Text Mining, Transforming Text into Knowledge: Course Syllabus 2025

Author

Ayoub Bagheri

Published

January 9, 2025

1 Introduction

With the rapid growth of digital textual data in many areas of science, there is a growing need for automated tools that can analyse, classify, and interpret this type of data. Text mining techniques can be used to create a structured representation of text, making its content more accessible to users and researchers. Text mining applications are everywhere: social media, web search, advertising, email, customer service, healthcare, marketing, etc. During the course, students will actively learn how to apply text mining methods to data analysis and how to use them together with natural language processing and machine learning techniques on real data problems. The course has a strong practical focus: students will gain hands-on experience in Python by applying the methods to real data during the course and interpreting the results.

Prerequisites

We assume that students who will join the course will have basic knowledge and / or motivation in programming (Python) and data science.

Objectives

The aim of this course is to provide students with an understanding of the principles, problems, techniques, and solutions associated with text mining and to enable them to gain knowledge of how recent advances in text mining relate to innovative approaches to organising, characterizing, finding and exploiting large amounts of textual information in the search for new knowledge. On completion of the course, students should be able to:

Explain and use text preprocessing and representation techniques.
Describe a text analysis system and its components, both optional and mandatory.
Define a text mining pipeline given a practical data science problem.
Implement all steps of a text mining pipeline: feature extraction, model learning, model evaluation.
Analyse and reflect on the different techniques used in text mining, the parameters required, and the problem solved.
Understand and apply some of the state-of-the-art methods in text mining and natural language processing.
Plan and carry out a text analysis experiment.

2 Course Policy

This course is worth 7.5 ECTS, which means it is designed to give one lecture and on lab per week.

Weekly course flow

A regular week in this course consists of one lecture (Monday at 15:15-17:00) and one lab session (Monday at 17:15-19:00). The material is introduced on a theoretical level in the lectures and then put into practice in the lab sessions.
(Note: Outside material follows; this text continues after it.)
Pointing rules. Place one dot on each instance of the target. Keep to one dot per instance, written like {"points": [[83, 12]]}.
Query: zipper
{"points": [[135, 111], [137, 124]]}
The practical work done in these labs is drawn from real life situations that allow the students to experience how to solve text mining and NLP taks in data science problems.

In addition, students will spend time during the course on two take-home group assignments.

The lectures are in-person. The required readings should be read before the lecture. These are not optional.
The lab sessions are in-person interactive sessions in which you apply the methods you learn about in the lectures. The answers to the exercises in the labs are discussed at the end of each session.
The skills acquired in the lectures and the labs provide the basis for doing the take-home assignment. This assignment is made in groups of 3-4 students and handed in via Brightspace.

Synchronous course policy

202400006 is an offline-first course, with in-person lectures and lab sessions.
We find it important for interactive and collaborative learning that the course is offline-first.
If you miss a session, e.g., due to sickness, you should catch up in the regular way:
- Read the readings
- Go through the lecture slides
- Do the practicals
- Ask your peers if you have questions
- (after the above) ask the lab teacher and the lecturer for further explanation

Who to ask what

If you have questions, first ensure the answer isn’t in this syllabus and then follow the table below:

Question type	How to ask
Course proceedings	Email course coordinator (a.bagheri@uu.nl)
Content - general	Email / ask lecturer
Practical content	Email / ask lab teacher (t.h.vanderkuil@uu.nl)
Assignment content	Email / ask lab teacher
Lecture content	Email Lecturer

Grading policy

Your final grade in the course consists of the following grading components:

Assignments (10%): There are two group assignments. Each assignment is graded and worth 5% of the final grade.
Final exam (90%): At the end of the course, there is a final exam. The exam consists of TRUE/FALSE, multiple-choice, and open questions.

To pass the course:

The weighted final grade of all grading components should be greater than or equal to 5.5. There is a minimum required grade of 5.5 for each of the above grading components.

Resit:

You can only retake one resit and only for the exam.

3 Course materials

Required Software

In this course, we will use Python. Try to install both on your computer by the start of the course.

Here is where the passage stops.